Paolo Borsellino, gli uomini della scorta e quella verità che l’Italia continua a temere

Alle 16.58 del 19 luglio 1992, in via Mariano D’Amelio, un’autobomba cancellò sei vite: quella di Paolo Borsellino e quelle degli agenti Agostino Catalano, Emanuela Loi, Vincenzo Li Muli, Walter Eddie Cosina e Claudio Traina. Antonino Vullo fu l’unico superstite.
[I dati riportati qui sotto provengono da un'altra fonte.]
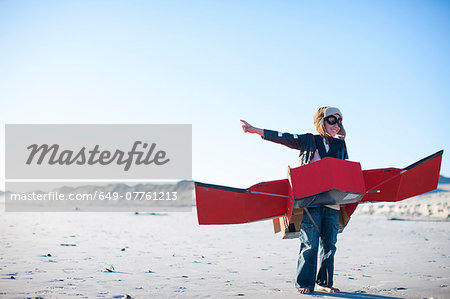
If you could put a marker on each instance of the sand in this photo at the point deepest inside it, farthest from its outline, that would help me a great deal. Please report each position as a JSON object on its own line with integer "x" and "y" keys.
{"x": 166, "y": 255}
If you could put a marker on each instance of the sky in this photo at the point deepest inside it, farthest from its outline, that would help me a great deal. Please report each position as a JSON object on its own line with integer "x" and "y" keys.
{"x": 385, "y": 64}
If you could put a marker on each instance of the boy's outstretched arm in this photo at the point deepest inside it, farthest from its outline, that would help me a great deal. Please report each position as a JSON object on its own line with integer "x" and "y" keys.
{"x": 289, "y": 140}
{"x": 248, "y": 128}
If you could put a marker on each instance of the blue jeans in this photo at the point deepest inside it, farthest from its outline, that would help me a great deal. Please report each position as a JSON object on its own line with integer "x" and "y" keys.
{"x": 328, "y": 222}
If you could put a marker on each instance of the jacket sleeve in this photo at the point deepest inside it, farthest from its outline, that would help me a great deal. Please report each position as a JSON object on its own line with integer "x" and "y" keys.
{"x": 290, "y": 140}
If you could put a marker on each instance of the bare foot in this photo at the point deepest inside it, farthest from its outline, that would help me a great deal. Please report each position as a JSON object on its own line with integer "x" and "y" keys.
{"x": 303, "y": 291}
{"x": 328, "y": 290}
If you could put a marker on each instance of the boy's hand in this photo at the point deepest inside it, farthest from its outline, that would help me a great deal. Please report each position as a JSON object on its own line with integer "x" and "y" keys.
{"x": 248, "y": 128}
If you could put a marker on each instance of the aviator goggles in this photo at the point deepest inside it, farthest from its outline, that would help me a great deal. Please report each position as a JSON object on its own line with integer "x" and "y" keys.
{"x": 331, "y": 120}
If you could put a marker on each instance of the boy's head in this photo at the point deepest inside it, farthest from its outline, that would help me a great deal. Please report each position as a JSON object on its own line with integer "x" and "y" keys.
{"x": 328, "y": 122}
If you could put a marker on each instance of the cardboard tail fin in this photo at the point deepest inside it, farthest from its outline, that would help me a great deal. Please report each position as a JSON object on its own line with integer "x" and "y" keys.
{"x": 393, "y": 184}
{"x": 225, "y": 205}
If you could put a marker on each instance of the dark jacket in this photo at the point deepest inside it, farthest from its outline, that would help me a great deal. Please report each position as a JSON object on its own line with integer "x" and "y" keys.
{"x": 307, "y": 145}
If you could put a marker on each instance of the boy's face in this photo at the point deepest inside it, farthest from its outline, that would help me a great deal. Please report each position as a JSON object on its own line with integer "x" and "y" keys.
{"x": 333, "y": 130}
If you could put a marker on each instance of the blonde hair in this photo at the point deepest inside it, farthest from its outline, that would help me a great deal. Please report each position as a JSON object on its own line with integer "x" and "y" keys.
{"x": 319, "y": 122}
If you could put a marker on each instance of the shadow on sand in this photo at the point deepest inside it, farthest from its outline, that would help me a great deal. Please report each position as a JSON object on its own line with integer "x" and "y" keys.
{"x": 353, "y": 295}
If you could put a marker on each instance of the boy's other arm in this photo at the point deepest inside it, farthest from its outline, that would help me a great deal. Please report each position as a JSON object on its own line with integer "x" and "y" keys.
{"x": 289, "y": 140}
{"x": 248, "y": 128}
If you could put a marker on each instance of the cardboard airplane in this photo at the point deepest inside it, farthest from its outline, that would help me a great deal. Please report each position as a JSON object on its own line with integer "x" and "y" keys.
{"x": 328, "y": 181}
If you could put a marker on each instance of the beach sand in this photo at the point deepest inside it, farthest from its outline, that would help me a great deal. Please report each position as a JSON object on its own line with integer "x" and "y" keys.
{"x": 168, "y": 255}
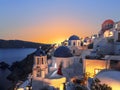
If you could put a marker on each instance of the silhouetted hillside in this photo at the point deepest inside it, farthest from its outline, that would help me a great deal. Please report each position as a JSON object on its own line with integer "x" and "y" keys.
{"x": 19, "y": 44}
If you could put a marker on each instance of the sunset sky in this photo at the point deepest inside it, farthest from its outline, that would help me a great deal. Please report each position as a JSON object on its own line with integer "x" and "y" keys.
{"x": 50, "y": 21}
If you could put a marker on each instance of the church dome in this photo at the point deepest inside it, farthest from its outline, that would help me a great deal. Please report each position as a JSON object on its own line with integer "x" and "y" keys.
{"x": 74, "y": 37}
{"x": 62, "y": 51}
{"x": 39, "y": 52}
{"x": 110, "y": 77}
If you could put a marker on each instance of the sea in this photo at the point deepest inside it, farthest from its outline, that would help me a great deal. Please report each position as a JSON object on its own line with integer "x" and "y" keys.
{"x": 9, "y": 56}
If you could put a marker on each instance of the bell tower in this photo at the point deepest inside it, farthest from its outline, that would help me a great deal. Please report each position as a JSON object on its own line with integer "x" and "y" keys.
{"x": 40, "y": 68}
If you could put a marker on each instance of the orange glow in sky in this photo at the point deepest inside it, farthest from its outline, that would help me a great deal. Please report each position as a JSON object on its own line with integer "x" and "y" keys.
{"x": 54, "y": 30}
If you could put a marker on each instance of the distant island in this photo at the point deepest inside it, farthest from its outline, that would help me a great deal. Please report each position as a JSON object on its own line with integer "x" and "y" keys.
{"x": 19, "y": 44}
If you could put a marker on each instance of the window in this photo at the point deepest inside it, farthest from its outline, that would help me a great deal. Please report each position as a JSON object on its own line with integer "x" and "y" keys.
{"x": 38, "y": 60}
{"x": 42, "y": 61}
{"x": 119, "y": 36}
{"x": 74, "y": 43}
{"x": 97, "y": 71}
{"x": 73, "y": 51}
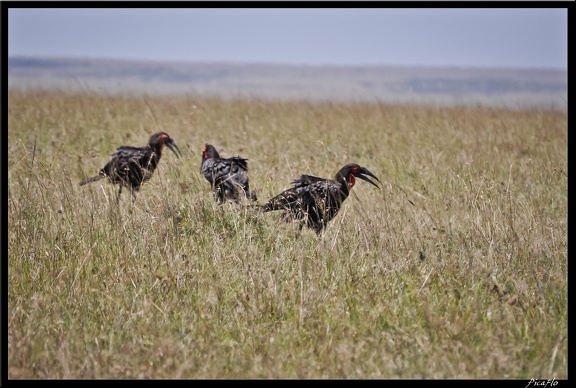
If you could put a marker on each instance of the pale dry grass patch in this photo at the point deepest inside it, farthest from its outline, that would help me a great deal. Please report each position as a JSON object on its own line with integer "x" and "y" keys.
{"x": 455, "y": 268}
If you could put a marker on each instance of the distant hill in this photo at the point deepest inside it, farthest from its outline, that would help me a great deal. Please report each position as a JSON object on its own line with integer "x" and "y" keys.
{"x": 393, "y": 84}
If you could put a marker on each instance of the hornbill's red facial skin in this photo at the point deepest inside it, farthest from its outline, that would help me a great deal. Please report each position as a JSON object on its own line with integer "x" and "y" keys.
{"x": 315, "y": 201}
{"x": 228, "y": 177}
{"x": 133, "y": 166}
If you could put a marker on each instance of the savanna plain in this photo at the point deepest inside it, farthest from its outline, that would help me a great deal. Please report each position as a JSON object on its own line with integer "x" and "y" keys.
{"x": 455, "y": 268}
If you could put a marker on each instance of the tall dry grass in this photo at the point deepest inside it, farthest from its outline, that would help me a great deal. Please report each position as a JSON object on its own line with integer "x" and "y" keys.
{"x": 456, "y": 268}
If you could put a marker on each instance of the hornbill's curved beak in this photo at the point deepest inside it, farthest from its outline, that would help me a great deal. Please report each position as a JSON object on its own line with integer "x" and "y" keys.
{"x": 173, "y": 147}
{"x": 364, "y": 170}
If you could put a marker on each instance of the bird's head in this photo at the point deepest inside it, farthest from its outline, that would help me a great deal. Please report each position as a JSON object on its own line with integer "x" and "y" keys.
{"x": 209, "y": 151}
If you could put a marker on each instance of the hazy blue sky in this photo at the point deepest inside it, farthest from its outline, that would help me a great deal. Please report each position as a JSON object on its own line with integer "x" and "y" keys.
{"x": 529, "y": 37}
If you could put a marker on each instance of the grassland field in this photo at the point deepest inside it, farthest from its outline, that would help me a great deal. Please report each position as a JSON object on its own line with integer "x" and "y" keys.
{"x": 456, "y": 268}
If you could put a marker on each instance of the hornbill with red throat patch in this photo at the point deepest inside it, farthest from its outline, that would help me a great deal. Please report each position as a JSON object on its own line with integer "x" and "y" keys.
{"x": 315, "y": 201}
{"x": 227, "y": 176}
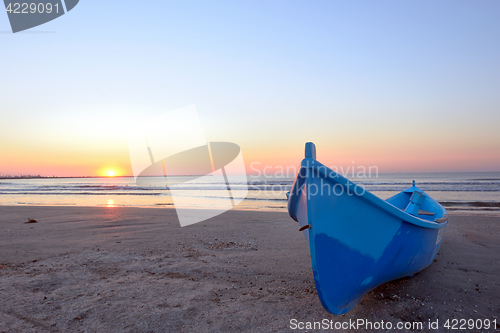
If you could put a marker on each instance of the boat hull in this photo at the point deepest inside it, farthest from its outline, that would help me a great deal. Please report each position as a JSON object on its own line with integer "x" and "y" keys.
{"x": 357, "y": 240}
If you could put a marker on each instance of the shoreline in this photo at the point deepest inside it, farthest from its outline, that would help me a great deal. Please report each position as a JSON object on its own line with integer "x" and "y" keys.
{"x": 485, "y": 213}
{"x": 131, "y": 269}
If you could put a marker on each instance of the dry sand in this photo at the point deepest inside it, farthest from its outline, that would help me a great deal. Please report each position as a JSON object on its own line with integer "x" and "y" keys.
{"x": 136, "y": 270}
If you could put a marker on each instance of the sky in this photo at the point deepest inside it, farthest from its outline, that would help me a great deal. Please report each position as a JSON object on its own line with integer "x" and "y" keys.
{"x": 403, "y": 86}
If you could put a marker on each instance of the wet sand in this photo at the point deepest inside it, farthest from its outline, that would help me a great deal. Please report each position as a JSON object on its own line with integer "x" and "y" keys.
{"x": 136, "y": 270}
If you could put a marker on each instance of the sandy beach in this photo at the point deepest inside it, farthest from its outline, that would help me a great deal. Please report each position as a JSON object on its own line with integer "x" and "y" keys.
{"x": 86, "y": 269}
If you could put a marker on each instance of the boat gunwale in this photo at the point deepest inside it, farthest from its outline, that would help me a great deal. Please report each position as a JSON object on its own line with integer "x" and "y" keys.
{"x": 311, "y": 163}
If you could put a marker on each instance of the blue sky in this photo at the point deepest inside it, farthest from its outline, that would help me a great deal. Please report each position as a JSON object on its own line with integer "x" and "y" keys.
{"x": 367, "y": 81}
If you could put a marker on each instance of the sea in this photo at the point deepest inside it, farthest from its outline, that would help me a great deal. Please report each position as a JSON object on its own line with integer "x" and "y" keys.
{"x": 471, "y": 192}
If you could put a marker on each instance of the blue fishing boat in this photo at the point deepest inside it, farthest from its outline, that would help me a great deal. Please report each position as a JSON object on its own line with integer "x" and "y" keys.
{"x": 357, "y": 240}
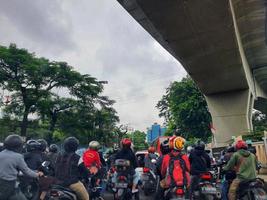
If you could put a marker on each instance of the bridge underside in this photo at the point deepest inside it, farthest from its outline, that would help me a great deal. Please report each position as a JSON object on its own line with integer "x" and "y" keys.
{"x": 221, "y": 44}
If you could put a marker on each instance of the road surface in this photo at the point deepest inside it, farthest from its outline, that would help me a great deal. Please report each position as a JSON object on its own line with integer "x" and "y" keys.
{"x": 109, "y": 196}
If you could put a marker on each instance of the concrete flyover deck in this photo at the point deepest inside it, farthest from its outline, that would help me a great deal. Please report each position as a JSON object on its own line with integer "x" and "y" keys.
{"x": 222, "y": 46}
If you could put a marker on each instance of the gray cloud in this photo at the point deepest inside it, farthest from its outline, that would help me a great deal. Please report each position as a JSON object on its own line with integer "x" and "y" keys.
{"x": 108, "y": 43}
{"x": 43, "y": 23}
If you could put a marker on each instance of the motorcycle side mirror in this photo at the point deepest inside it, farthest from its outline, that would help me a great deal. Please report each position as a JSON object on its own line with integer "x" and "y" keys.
{"x": 45, "y": 163}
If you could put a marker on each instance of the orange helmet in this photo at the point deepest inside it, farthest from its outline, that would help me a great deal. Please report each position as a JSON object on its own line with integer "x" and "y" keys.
{"x": 151, "y": 150}
{"x": 177, "y": 143}
{"x": 126, "y": 143}
{"x": 241, "y": 144}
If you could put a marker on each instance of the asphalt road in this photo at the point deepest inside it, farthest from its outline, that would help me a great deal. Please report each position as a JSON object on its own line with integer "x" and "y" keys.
{"x": 109, "y": 196}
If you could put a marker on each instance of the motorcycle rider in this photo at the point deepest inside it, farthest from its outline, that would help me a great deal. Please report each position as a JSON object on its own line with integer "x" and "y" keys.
{"x": 53, "y": 154}
{"x": 189, "y": 150}
{"x": 228, "y": 175}
{"x": 111, "y": 159}
{"x": 164, "y": 149}
{"x": 176, "y": 145}
{"x": 149, "y": 157}
{"x": 251, "y": 148}
{"x": 43, "y": 149}
{"x": 244, "y": 163}
{"x": 12, "y": 162}
{"x": 126, "y": 153}
{"x": 68, "y": 169}
{"x": 33, "y": 157}
{"x": 91, "y": 156}
{"x": 200, "y": 163}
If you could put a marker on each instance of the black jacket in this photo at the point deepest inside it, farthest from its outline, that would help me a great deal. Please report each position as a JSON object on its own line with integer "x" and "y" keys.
{"x": 68, "y": 170}
{"x": 200, "y": 162}
{"x": 127, "y": 154}
{"x": 34, "y": 160}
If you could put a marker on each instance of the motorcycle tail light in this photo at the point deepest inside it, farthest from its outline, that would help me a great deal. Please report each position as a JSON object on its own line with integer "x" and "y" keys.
{"x": 179, "y": 191}
{"x": 206, "y": 176}
{"x": 146, "y": 170}
{"x": 54, "y": 193}
{"x": 122, "y": 178}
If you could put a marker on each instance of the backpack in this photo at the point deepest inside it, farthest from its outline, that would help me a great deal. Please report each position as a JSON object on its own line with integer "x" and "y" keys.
{"x": 63, "y": 167}
{"x": 176, "y": 172}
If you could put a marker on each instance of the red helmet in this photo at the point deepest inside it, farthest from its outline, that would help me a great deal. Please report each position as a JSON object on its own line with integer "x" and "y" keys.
{"x": 151, "y": 150}
{"x": 241, "y": 144}
{"x": 126, "y": 142}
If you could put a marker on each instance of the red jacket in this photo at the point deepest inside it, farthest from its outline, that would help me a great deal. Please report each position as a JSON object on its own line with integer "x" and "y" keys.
{"x": 91, "y": 157}
{"x": 166, "y": 160}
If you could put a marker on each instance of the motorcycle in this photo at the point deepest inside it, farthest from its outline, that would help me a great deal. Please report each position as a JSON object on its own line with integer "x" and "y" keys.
{"x": 175, "y": 193}
{"x": 93, "y": 189}
{"x": 30, "y": 187}
{"x": 58, "y": 192}
{"x": 110, "y": 175}
{"x": 251, "y": 190}
{"x": 207, "y": 188}
{"x": 123, "y": 185}
{"x": 150, "y": 180}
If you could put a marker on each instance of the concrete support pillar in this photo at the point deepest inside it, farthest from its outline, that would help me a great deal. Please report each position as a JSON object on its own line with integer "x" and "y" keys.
{"x": 231, "y": 114}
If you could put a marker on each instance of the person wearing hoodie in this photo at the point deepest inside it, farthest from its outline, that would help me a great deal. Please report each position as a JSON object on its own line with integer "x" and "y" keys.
{"x": 126, "y": 153}
{"x": 12, "y": 162}
{"x": 200, "y": 163}
{"x": 244, "y": 163}
{"x": 149, "y": 157}
{"x": 69, "y": 170}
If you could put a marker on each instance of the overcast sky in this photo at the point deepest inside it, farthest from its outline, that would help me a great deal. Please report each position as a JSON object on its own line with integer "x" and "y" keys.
{"x": 100, "y": 38}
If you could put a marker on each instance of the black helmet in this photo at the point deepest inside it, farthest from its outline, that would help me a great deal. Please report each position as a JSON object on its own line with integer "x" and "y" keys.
{"x": 13, "y": 143}
{"x": 53, "y": 148}
{"x": 71, "y": 144}
{"x": 43, "y": 144}
{"x": 165, "y": 147}
{"x": 33, "y": 145}
{"x": 200, "y": 145}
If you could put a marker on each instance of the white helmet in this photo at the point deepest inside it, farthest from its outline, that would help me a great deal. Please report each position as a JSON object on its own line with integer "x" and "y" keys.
{"x": 94, "y": 145}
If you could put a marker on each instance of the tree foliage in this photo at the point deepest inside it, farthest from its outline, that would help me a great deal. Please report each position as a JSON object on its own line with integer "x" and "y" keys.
{"x": 139, "y": 140}
{"x": 185, "y": 110}
{"x": 32, "y": 81}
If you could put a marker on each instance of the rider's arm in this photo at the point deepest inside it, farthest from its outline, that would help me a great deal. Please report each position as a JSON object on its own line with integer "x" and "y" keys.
{"x": 22, "y": 166}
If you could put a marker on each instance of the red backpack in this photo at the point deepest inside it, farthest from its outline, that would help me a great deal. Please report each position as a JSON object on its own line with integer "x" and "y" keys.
{"x": 176, "y": 172}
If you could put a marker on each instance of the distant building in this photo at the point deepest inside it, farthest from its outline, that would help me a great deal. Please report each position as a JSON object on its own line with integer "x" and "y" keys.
{"x": 154, "y": 132}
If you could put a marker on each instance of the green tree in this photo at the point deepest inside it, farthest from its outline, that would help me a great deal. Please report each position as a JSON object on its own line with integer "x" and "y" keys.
{"x": 185, "y": 110}
{"x": 30, "y": 79}
{"x": 139, "y": 140}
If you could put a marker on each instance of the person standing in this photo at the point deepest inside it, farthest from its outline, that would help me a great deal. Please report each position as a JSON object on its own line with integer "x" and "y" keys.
{"x": 12, "y": 162}
{"x": 244, "y": 163}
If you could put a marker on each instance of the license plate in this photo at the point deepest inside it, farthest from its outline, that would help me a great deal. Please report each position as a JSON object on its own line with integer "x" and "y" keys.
{"x": 145, "y": 178}
{"x": 121, "y": 185}
{"x": 209, "y": 190}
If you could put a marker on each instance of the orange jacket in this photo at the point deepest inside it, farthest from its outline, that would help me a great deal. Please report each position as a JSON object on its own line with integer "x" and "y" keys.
{"x": 166, "y": 160}
{"x": 90, "y": 158}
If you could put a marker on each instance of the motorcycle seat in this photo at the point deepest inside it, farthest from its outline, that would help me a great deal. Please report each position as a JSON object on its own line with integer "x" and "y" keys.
{"x": 251, "y": 183}
{"x": 59, "y": 187}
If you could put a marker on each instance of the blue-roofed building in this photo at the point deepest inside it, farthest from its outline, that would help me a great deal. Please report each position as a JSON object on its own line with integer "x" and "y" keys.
{"x": 154, "y": 132}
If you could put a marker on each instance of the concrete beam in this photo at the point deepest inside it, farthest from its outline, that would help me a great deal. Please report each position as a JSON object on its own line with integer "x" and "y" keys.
{"x": 231, "y": 114}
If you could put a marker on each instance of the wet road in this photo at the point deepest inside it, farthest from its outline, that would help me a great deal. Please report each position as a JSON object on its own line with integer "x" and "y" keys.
{"x": 109, "y": 196}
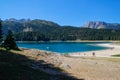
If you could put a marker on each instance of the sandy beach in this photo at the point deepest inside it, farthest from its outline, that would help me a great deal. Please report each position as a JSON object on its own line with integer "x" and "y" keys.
{"x": 86, "y": 67}
{"x": 113, "y": 49}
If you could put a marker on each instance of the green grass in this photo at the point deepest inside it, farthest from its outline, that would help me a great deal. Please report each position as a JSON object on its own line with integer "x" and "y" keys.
{"x": 13, "y": 67}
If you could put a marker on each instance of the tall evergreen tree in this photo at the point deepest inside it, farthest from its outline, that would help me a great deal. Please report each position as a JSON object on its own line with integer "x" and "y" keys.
{"x": 0, "y": 31}
{"x": 9, "y": 42}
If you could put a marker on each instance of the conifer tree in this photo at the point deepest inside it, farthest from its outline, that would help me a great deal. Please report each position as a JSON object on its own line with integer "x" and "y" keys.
{"x": 9, "y": 42}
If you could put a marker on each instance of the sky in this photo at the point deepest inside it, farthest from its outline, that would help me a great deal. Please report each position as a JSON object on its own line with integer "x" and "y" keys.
{"x": 63, "y": 12}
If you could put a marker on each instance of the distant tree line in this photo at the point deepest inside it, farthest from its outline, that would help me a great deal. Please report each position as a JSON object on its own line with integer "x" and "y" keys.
{"x": 41, "y": 30}
{"x": 69, "y": 33}
{"x": 8, "y": 41}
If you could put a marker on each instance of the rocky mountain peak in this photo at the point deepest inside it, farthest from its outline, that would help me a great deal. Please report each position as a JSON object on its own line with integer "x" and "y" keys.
{"x": 96, "y": 24}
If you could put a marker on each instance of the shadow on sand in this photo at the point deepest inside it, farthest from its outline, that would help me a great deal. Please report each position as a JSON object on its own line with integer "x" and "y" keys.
{"x": 15, "y": 66}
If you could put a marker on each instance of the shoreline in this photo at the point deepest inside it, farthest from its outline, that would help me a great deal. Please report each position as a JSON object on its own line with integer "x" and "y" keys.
{"x": 69, "y": 41}
{"x": 113, "y": 49}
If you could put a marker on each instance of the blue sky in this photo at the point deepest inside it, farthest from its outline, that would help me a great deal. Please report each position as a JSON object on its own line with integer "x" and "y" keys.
{"x": 63, "y": 12}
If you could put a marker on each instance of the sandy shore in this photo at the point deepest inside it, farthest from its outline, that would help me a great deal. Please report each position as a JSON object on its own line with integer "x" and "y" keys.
{"x": 86, "y": 68}
{"x": 113, "y": 49}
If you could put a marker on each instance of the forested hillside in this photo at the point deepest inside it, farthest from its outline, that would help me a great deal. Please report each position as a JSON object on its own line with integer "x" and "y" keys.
{"x": 41, "y": 30}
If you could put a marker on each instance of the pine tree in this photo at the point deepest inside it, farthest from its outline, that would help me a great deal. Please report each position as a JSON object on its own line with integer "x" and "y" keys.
{"x": 9, "y": 42}
{"x": 0, "y": 31}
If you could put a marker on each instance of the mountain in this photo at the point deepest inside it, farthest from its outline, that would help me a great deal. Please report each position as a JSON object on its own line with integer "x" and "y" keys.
{"x": 102, "y": 25}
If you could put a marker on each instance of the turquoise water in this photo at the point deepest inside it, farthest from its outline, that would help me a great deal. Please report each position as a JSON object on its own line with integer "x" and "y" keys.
{"x": 63, "y": 47}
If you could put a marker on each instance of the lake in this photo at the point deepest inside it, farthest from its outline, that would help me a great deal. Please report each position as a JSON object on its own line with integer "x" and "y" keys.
{"x": 63, "y": 47}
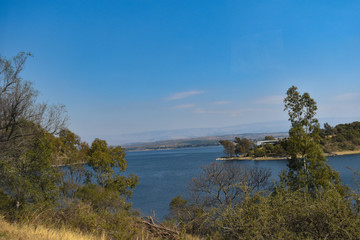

Cinquantasette giorni prima, a Capaci, erano stati assassinati Giovanni Falcone, Francesca Morvillo e tre uomini della scorta. Non furono soltanto due stragi di mafia. Furono due fendenti contro la Repubblica, il culmine di quello che il presidente Sergio Mattarella ha definito, nel trentaquattresimo anniversario, un «disegno eversivo» diretto a piegare le istituzioni democratiche.

Eppure, trentaquattro anni dopo, commemorare non basta. La liturgia civile rischia di diventare un alibi quando i fiori deposti sul luogo dell’esplosione coprono le domande ancora senza risposta. Via D’Amelio non è soltanto il luogo in cui la mafia uccise un magistrato. È anche il luogo in cui, subito dopo l’esplosione, cominciò a essere sottratta, contaminata e deformata la verità.


La scena del crimine fu invasa da soccorritori, investigatori, funzionari, giornalisti e curiosi. In quel caos scomparve la borsa di Paolo Borsellino, poi ricomparsa senza l’agenda rossa sulla quale il magistrato annotava incontri, intuizioni e informazioni riservate. Fotografie e testimonianze hanno documentato passaggi della borsa tra uomini delle istituzioni, ma nessuna ricostruzione definitiva ha chiarito quando, come e da chi l’agenda fu sottratta. Le motivazioni del processo sul depistaggio hanno escluso che a farla sparire sia stata Cosa nostra e hanno descritto silenzi, reticenze e amnesie riconducibili ad ambienti istituzionali.

È un particolare enorme.

I mafiosi avevano portato l’esplosivo. Altri, verosimilmente, si preoccuparono di ciò che il magistrato portava con sé.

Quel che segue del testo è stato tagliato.